I faced a weird problem at which the consumer can not make comitAsync the first 2 offsets of the log and i don't know the reason. It is very weird because the other messages at the same asynchronous send of the producer received and commited succesfuly by the consumer .Can someone find the source of this problem.. I quote my code below and an output example
package com.panos.example;
import kafka.utils.ShutdownableThread;
import org.apache.kafka.clients.consumer.*;
import org.apache.kafka.common.TopicPartition;
import java.util.Collections;
import java.util.Map;
import java.util.Properties;
public class Consumer extends ShutdownableThread {
private final KafkaConsumer<Integer, String> consumer;
private final String topic;
public Consumer(String topic) {
super("KafkaConsumerExample", false);
Properties props = new Properties();
props.put(ConsumerConfig.BOOTSTRAP_SERVERS_CONFIG, "192.168.1.75:9092");
props.put(ConsumerConfig.GROUP_ID_CONFIG, "DemoConsumer");
props.put(ConsumerConfig.ENABLE_AUTO_COMMIT_CONFIG, "false");
props.put(ConsumerConfig.AUTO_COMMIT_INTERVAL_MS_CONFIG, "1000");
props.put(ConsumerConfig.SESSION_TIMEOUT_MS_CONFIG, "30000");
props.put(ConsumerConfig.KEY_DESERIALIZER_CLASS_CONFIG, "org.apache.kafka.common.serialization.IntegerDeserializer");
props.put(ConsumerConfig.VALUE_DESERIALIZER_CLASS_CONFIG, "org.apache.kafka.common.serialization.StringDeserializer");
consumer = new KafkaConsumer<Integer, String>(props);
this.topic = topic;
}
#Override
public void doWork() {
consumer.subscribe(Collections.singletonList(this.topic));
try {
ConsumerRecords<Integer, String> records = consumer.poll(1000);
long startTime = System.currentTimeMillis();
if (!records.isEmpty()) {
System.out.println("C : {} Total No. of records received : {}" + records.count());
for (ConsumerRecord<Integer, String> record : records) {
System.out.println("Received message: (" + record.key() + ", " + record.value() + ") at offset " + record.offset());
consumer.commitAsync(new ConsumerCallBack(startTime,record.value(), record.offset()));
}
}
} catch (Exception e) {
e.printStackTrace();
}
}
#Override
public String name() {
return null;
}
#Override
public boolean isInterruptible() {
return false;
}
class ConsumerCallBack implements OffsetCommitCallback {
private final long startTime;
private String message;
private final String NewLine = System.getProperty("line.separator");
private long offset;
public ConsumerCallBack(long startTime) {
this.startTime = startTime;
}
public ConsumerCallBack(long startTime, String message, long offset) {
this.startTime = startTime;
this.message=message;
this.offset = offset;
}
public void onComplete(Map<TopicPartition, OffsetAndMetadata> CurrentOffset,
Exception exception) {
long elapsedTime = System.currentTimeMillis() - startTime;
if (exception != null) {
System.out.println("Message : {" + message + "}, committed successfully at offset " + offset +
CurrentOffset + "elapsed time :" + elapsedTime);
} else {
System.out.println(exception.toString());
/* JOptionPane.showMessageDialog(new Frame(),
"Something Goes Wrong with the Server Please Try again Later.",
"Inane error",
JOptionPane.ERROR_MESSAGE);*/
}
}
}
}
As you can see all message committed successfully except the first 2 without any exception. Why this happens?
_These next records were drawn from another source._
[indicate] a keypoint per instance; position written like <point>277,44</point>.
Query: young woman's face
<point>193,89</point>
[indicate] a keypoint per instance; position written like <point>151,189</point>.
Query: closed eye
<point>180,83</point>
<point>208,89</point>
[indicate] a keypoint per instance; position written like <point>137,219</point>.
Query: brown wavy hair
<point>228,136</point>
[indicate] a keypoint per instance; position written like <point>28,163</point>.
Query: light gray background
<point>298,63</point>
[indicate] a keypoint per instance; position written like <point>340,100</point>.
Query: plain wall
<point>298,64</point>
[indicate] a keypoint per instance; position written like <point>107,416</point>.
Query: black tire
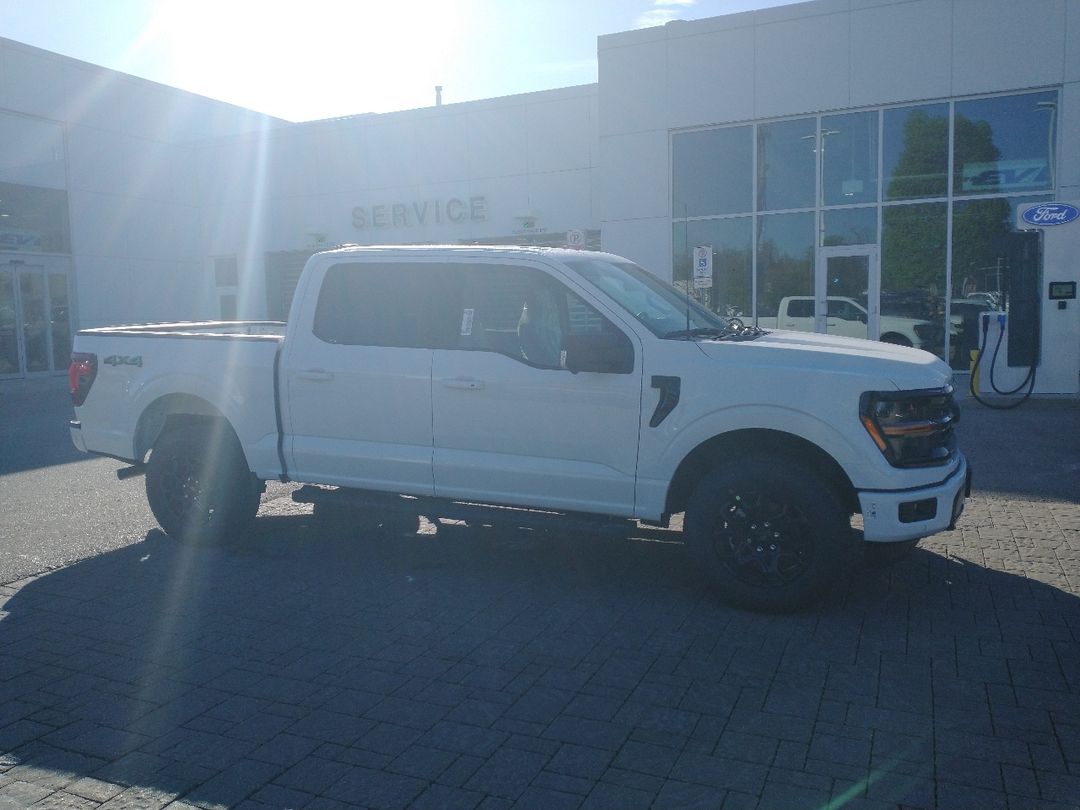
<point>198,483</point>
<point>887,554</point>
<point>771,536</point>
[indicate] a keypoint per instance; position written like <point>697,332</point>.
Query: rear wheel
<point>770,535</point>
<point>198,483</point>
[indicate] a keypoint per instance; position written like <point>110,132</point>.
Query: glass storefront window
<point>1004,144</point>
<point>34,219</point>
<point>712,172</point>
<point>731,294</point>
<point>850,227</point>
<point>786,164</point>
<point>32,152</point>
<point>980,228</point>
<point>785,257</point>
<point>916,151</point>
<point>913,271</point>
<point>849,159</point>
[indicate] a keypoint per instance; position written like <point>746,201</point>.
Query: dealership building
<point>892,169</point>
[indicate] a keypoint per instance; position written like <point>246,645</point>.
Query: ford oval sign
<point>1045,214</point>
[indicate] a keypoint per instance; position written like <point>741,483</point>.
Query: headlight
<point>912,428</point>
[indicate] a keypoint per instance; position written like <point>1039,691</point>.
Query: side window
<point>392,305</point>
<point>800,308</point>
<point>523,313</point>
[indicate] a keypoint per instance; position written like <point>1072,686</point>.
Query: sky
<point>324,58</point>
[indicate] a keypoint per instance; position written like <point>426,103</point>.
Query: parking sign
<point>703,267</point>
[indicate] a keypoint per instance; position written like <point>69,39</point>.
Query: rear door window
<point>392,305</point>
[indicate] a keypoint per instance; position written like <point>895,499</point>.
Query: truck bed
<point>273,329</point>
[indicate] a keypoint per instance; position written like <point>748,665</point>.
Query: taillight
<point>81,375</point>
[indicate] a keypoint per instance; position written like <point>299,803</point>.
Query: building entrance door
<point>35,318</point>
<point>848,291</point>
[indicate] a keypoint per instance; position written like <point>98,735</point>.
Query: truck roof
<point>488,251</point>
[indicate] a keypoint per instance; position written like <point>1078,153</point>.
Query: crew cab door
<point>356,377</point>
<point>511,424</point>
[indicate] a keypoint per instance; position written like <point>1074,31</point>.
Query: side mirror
<point>604,353</point>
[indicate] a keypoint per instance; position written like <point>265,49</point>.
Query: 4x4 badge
<point>118,360</point>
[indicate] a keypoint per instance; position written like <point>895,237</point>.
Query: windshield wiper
<point>702,332</point>
<point>736,329</point>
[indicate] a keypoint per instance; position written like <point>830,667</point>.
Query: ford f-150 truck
<point>547,379</point>
<point>849,318</point>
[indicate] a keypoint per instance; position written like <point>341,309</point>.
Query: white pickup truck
<point>544,379</point>
<point>848,318</point>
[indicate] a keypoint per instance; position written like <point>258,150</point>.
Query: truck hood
<point>883,363</point>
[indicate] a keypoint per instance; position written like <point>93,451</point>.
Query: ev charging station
<point>1033,345</point>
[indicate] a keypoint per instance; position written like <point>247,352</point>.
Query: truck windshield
<point>659,306</point>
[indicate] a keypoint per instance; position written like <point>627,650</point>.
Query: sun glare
<point>338,58</point>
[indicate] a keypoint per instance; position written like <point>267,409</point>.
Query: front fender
<point>664,450</point>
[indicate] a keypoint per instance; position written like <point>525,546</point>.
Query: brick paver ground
<point>473,667</point>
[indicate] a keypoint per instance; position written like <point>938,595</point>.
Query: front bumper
<point>908,514</point>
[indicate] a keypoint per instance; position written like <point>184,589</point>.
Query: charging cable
<point>1028,380</point>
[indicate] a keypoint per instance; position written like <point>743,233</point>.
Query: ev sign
<point>703,267</point>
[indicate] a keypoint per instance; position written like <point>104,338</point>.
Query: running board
<point>472,513</point>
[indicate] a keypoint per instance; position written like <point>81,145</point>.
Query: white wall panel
<point>341,157</point>
<point>709,78</point>
<point>901,52</point>
<point>392,147</point>
<point>647,242</point>
<point>35,82</point>
<point>559,134</point>
<point>634,82</point>
<point>99,223</point>
<point>802,65</point>
<point>1002,44</point>
<point>498,142</point>
<point>563,199</point>
<point>635,176</point>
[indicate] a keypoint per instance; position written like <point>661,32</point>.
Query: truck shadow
<point>1033,450</point>
<point>325,660</point>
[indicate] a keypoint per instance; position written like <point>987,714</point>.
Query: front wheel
<point>198,483</point>
<point>769,534</point>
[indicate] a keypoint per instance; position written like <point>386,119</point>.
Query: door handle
<point>315,375</point>
<point>466,383</point>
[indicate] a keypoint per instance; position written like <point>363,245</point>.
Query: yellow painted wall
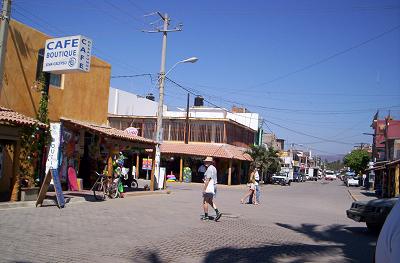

Received message: (1, Message_1) at offset 160
Received message: (2, Message_2) at offset 161
Received message: (3, Message_3) at offset 162
Received message: (4, Message_4) at offset 163
Message : {Message_3}, committed successfully at offset 162{test-0=OffsetAndMetadata{offset=164, metadata=''}}elapsed time :6
Message : {Message_4}, committed successfully at offset 163{test-0=OffsetAndMetadata{offset=164, metadata=''}}elapsed time :6
If you use commitAsync it can happen that multiple commits are squashed together into a single commit message. As offsets are committed in increasing order, a commit of offset X is an implicit commit for all offsets that are smaller than X. In your case, it seems, that the commits or the first three offsets are done my a single commit of offset 3.